A descoberta, publicada no periódico The Astrophysical Journal Letters, é mais do que um novo recorde. Ela representa um desafio fundamental aos modelos teóricos de formação planetária, que lutam para explicar como um corpo tão massivo pode se aglutinar em um intervalo de tempo tão curto. A reportagem do site Space.com detalha como o achado força a comunidade científica a repensar processos que se acreditava serem muito mais lentos.

O que os modelos não explicam

Até então, os detentores do recorde de “planeta mais jovem” tinham mais de 5 milhões de anos. A existência de Elias 2-24 b sugere que os mecanismos de acreção de matéria podem ser muito mais eficientes ou ocorrer de forma distinta do que se pensava. Lucas Cieza, coautor do estudo e professor no Chile, afirmou que os modelos atuais já tinham dificuldade em explicar os recordistas anteriores. Este novo planeta, portanto, agrava a questão, indicando que “processos importantes estão faltando” nas teorias vigentes.

A detecção foi possível graças a uma nova análise de dados de arquivo do Observatório W.M. Keck, no Havaí. A equipe, liderada por Andrea Bernardi, utilizou um coronógrafo — instrumento que bloqueia a luz intensa de uma estrela para revelar objetos mais tênues em sua órbita.
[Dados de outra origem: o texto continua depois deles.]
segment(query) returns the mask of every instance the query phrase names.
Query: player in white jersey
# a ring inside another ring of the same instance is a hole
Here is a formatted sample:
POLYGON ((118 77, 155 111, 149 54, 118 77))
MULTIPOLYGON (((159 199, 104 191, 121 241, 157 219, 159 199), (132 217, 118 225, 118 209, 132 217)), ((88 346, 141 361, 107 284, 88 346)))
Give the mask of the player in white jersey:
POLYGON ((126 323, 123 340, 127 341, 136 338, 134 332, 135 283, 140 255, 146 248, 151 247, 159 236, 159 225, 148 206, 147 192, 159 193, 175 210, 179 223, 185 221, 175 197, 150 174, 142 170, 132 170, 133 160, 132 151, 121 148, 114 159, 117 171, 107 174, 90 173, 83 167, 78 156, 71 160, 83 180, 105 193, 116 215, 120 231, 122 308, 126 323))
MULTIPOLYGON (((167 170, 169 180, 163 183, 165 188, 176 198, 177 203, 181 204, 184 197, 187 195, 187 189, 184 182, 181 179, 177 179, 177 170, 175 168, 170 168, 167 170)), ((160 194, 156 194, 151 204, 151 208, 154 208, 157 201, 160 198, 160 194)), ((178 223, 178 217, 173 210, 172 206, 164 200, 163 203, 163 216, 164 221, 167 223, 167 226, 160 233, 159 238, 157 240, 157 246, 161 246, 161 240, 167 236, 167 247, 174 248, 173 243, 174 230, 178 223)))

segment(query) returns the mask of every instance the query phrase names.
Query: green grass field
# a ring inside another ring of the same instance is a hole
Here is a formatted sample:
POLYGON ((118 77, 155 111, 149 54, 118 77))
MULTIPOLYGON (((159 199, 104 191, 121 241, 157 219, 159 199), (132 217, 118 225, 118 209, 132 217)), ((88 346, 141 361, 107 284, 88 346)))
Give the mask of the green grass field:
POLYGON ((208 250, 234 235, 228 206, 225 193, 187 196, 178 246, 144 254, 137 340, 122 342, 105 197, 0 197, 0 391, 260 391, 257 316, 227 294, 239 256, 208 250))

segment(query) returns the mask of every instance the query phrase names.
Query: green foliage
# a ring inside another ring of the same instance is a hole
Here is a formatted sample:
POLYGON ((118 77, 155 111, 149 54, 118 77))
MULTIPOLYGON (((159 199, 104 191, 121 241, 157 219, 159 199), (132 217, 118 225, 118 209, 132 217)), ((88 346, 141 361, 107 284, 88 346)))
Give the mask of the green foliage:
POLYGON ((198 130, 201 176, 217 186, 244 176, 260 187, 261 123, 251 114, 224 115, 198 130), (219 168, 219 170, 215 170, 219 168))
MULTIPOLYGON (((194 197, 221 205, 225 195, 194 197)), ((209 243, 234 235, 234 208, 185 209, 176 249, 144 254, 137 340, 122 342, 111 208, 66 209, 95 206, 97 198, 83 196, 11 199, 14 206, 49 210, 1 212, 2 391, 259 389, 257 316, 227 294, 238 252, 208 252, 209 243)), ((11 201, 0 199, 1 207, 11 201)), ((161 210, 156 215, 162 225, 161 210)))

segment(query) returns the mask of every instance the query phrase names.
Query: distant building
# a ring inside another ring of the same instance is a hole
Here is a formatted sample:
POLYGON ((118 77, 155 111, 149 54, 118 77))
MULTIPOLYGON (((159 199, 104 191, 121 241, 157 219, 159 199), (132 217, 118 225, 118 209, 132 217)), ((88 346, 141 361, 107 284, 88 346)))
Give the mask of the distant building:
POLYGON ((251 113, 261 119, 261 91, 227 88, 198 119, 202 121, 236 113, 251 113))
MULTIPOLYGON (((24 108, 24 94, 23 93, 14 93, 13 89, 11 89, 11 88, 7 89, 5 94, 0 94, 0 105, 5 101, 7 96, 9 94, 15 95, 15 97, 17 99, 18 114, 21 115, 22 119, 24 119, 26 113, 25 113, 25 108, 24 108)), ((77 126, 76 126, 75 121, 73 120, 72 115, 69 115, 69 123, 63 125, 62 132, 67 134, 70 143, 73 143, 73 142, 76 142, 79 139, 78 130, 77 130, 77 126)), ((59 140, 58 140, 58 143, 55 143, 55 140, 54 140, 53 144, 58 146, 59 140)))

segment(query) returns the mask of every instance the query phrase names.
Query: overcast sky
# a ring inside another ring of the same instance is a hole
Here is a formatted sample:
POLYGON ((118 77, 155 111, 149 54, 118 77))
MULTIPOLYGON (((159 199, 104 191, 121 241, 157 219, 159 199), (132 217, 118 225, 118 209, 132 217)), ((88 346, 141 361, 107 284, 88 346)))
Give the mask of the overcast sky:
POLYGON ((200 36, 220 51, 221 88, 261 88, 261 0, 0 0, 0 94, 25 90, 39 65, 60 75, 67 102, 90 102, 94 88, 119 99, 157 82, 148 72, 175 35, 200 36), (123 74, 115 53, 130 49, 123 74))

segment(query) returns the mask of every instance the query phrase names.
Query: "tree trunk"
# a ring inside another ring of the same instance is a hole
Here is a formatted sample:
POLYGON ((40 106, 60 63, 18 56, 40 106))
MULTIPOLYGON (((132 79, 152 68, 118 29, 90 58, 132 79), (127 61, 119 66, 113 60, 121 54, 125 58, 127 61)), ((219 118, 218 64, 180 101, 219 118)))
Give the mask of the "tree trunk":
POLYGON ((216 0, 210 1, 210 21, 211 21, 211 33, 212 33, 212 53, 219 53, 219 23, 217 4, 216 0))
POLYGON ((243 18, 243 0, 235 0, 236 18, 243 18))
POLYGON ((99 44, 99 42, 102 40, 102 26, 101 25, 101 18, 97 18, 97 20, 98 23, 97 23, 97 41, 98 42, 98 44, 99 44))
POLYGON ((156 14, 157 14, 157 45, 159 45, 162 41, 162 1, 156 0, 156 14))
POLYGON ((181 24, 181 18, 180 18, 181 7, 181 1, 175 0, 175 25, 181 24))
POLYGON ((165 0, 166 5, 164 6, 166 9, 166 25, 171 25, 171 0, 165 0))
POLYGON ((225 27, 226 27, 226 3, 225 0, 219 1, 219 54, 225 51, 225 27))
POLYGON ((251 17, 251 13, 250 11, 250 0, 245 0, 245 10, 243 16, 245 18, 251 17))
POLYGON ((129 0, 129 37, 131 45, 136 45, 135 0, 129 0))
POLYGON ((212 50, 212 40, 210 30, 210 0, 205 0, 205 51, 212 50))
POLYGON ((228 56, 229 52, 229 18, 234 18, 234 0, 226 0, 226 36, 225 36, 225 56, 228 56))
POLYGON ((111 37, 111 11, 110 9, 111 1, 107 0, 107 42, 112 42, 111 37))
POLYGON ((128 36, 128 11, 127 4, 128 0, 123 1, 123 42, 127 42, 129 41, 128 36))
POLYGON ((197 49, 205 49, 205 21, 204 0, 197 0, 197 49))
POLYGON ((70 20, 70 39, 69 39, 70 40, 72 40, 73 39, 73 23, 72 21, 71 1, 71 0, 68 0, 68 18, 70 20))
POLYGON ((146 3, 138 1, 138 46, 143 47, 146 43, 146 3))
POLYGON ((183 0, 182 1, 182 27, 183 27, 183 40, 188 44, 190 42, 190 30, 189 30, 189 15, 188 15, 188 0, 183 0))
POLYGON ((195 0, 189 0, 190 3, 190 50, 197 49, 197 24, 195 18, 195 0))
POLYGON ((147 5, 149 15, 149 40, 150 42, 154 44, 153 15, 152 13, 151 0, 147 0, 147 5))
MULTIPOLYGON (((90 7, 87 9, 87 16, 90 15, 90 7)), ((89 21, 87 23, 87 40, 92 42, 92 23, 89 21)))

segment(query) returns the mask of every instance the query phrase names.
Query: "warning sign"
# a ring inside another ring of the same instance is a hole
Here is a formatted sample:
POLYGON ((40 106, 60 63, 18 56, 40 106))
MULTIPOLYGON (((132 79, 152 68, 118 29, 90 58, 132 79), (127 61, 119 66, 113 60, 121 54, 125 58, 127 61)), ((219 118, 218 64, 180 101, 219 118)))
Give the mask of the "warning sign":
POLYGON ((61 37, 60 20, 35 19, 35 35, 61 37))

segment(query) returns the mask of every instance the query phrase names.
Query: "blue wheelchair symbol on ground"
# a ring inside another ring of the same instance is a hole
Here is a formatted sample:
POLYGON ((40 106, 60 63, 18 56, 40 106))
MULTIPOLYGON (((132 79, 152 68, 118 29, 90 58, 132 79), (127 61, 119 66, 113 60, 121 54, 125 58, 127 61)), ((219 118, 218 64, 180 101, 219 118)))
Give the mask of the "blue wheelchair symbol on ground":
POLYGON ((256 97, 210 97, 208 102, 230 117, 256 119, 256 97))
A hipótese era encontrar um planeta dentro das lacunas de um disco protoplanetário, e foi exatamente ali, no vazio que ele mesmo esculpiu, que Elias 2-24 b foi confirmado, validando observações prévias dos telescópios ALMA e VLT.

Uma janela para o berçário cósmico

Encontrar um planeta em seu “berçário” é uma oportunidade rara para observar diretamente os estágios iniciais de sua evolução. A maioria dos telescópios atuais é, nas palavras de Cieza, “praticamente cega a esses planetas bebês”. O achado oferece um instantâneo de um processo em andamento, não apenas seu resultado final, abrindo uma nova fronteira para a compreensão de como sistemas solares, incluindo o nosso, se formaram.

O sucesso da descoberta, que combinou dados de múltiplos observatórios, aponta para o futuro da pesquisa exoplanetária. A expectativa é que instrumentos de nova geração, como o Telescópio Espacial Nancy Grace Roman da NASA e seu coronógrafo avançado, tornem essas detecções mais rotineiras. A capacidade de observar diretamente esses mundos jovens e suas atmosferas pode revolucionar o campo na próxima década.

Elias 2-24 b é mais que um ponto nos dados; é uma anomalia que força a ciência a recalibrar suas certezas. A cada “bebê” como este, o álbum de família do universo se torna mais complexo, sugerindo que os processos de criação cósmica são mais rápidos e dinâmicos do que imaginávamos.